Desperation Marketing Courts E-mail Hell

Why e-mail marketing managers should not send e-mail to the living dead, plus other bad practices to avoid.

This fourth business quarter is a rocky ride, given grim holiday-spending projections and pressure to make budget. Maybe that explains why so many companies abandon good e-mail practices for risky moves like boosting frequency or marketing to iffy lists.

Maybe you’re in the same squeeze, having to scramble to find a way to pull in more sales, make your numbers or hold on to the market share you have already. But you need to understand that going to the e-mail well too often can touch off this vicious circle:

  1. Risky moves drive more spam complaints.
  2. More spam complaints damage your sender reputation.
  3. A bad reputation makes ISPs block your e-mails from customer inboxes.
  4. Blocked inboxes reduce your delivery.
  5. Reduced delivery means reduced e-mail results.

Recent Examples of Dangerous Desperation Marketing

Olympic-sized Overreach: I signed up for NBC’s Olympics e-mail coverage this year. But, after the Games ended, I guess the network needed to find a way to monetize its subscriber list.

So, in November, I received an e-mail from “Universal Sports” telling me “You are recieving (sic) this newsletter as a result of signing up when you registered at NBCOlympics.com.”

I did not opt in to receive this message and know nothing about Universal Sports. To make matters worse, they sent me two copies of the same message. So, I hit the spam-complaint button two times to make up for it.

Expired-permission lists: Two companies recently “found” lists of e-mail addresses they had not marketed to previously and wanted to know how to message them for this holiday period. Short answer: Don’t.

Even if the people on these lists did agree to receive e-mails, it probably was so long ago that they either forgot or don’t care anymore.

If you suddenly start sending messages, especially without explaining why you’re suddenly in the inbox, they probably won’t be welcomed.

Opt-out e-mail appends to past customers: Relevance drives action (open, click, convert). Irrelevance drives negative actions (delete, unsubscribe, complain).

If your past customers haven’t purchased from you in several years and never subscribed to receive e-mails, and if your relationship with them is so far removed they didn’t give you their e-mail addresses, how can you possibly send them a relevant message? How can you even consider them a customer?

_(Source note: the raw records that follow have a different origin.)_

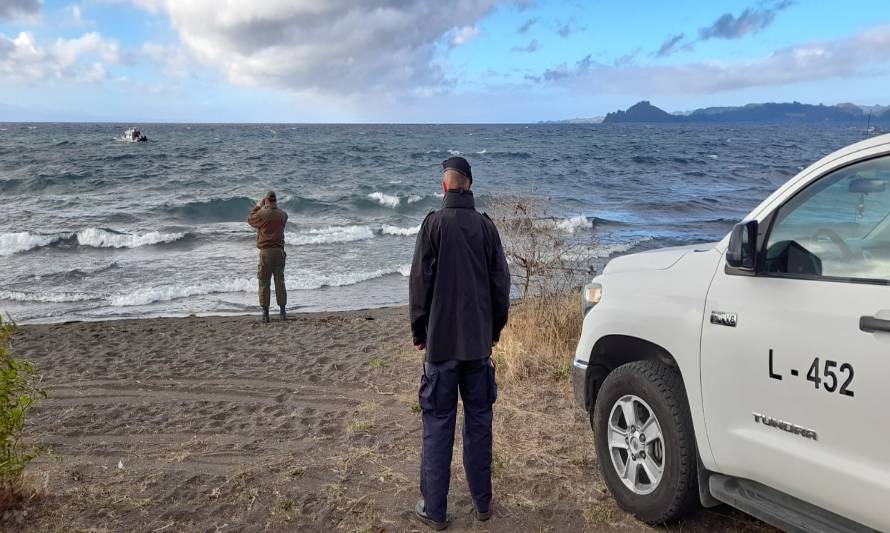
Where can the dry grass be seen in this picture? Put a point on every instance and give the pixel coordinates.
(539, 339)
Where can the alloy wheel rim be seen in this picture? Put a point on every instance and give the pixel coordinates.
(636, 444)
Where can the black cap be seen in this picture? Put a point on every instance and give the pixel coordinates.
(459, 164)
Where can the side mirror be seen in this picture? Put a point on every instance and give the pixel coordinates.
(742, 252)
(867, 185)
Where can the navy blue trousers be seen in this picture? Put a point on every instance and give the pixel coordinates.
(439, 386)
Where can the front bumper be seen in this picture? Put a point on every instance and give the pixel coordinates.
(579, 382)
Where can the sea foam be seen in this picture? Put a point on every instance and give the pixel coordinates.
(12, 243)
(304, 280)
(100, 238)
(330, 235)
(47, 297)
(393, 201)
(570, 225)
(386, 229)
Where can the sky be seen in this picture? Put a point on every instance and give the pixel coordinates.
(430, 61)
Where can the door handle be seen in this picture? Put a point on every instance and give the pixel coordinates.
(872, 324)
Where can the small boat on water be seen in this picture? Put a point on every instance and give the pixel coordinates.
(134, 135)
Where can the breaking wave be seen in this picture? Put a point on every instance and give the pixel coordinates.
(215, 210)
(396, 230)
(100, 238)
(570, 225)
(305, 280)
(166, 293)
(47, 297)
(12, 243)
(329, 235)
(393, 201)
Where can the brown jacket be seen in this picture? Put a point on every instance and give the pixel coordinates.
(269, 222)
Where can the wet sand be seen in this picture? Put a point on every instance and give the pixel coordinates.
(225, 424)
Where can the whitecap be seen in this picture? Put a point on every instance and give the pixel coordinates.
(47, 297)
(569, 225)
(12, 243)
(301, 280)
(329, 235)
(148, 295)
(607, 250)
(396, 230)
(100, 238)
(386, 200)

Sending to the “living dead:” This year, more marketers began to recognize the value of cleaning out their lists, identifying inactive subscribers and removing those who didn’t respond to reactivation campaigns. Many companies who did this saw dramatic results.

Now, however, it’s crunch time. Inactive subscribers who never technically unsubscribed suddenly seem more attractive to marketers looking for any live body to squeeze a sale from.

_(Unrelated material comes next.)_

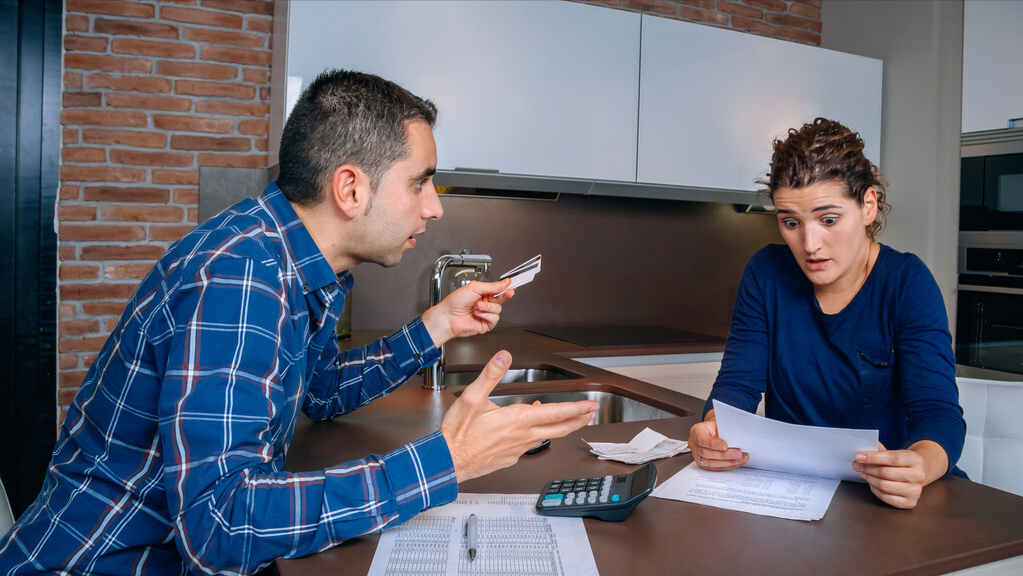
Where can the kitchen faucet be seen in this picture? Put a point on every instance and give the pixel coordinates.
(480, 263)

Before you reach out to these lists, remember why you stopped e-mailing to the living dead. If you add them back to your live database and e-mail as if nothing happened, you’re wasting your time and resources and courting more spam complaints.

Double down on holiday frequency: When I look at year-over-year trends, I often see e-mail-volume spikes for November and December. These generated below-average open and click rates and above- average unsubscribes and complaints. The top two reasons recipients unsubscribe from e-mails: lack of relevance and frequency.

Yes, these additional campaigns also often add short-term revenue for the holiday season. As for overall performance, they tend to do more damage than good. When you added that extra weekly mailing, it was most likely to the full list, untargeted and not highly relevant. Calculate the risks against the rewards.

Some marketers fail to look at how their fourth-quarter decisions can hurt their results for January through March. Negative statistics keep coming in long after the volume spikes have stopped.

As we head deeper into the holiday season, take a minute before you send that extra e-mail this week and review last year’s trends, not just for November and December, but for the year. You might see higher list churn and lower results in the first and second quarters, caused by bad fourth-quarter decisions the previous year.

Watch for Waste through Haste

Desperation marketing also takes its toll on quality control. Watch for these typical mistakes that damage the e-mail experience and make readers hesitate to trust you with their business:

  • Broken images
  • Wrong call to action
  • Typos
  • Sending to the wrong list
  • Sending to the wrong segment
  • Sending test copy to the whole list

One extra minute or two on proofing can keep you out of Retail Email blogger Chad White’s popular Oopsy Hall of Fame.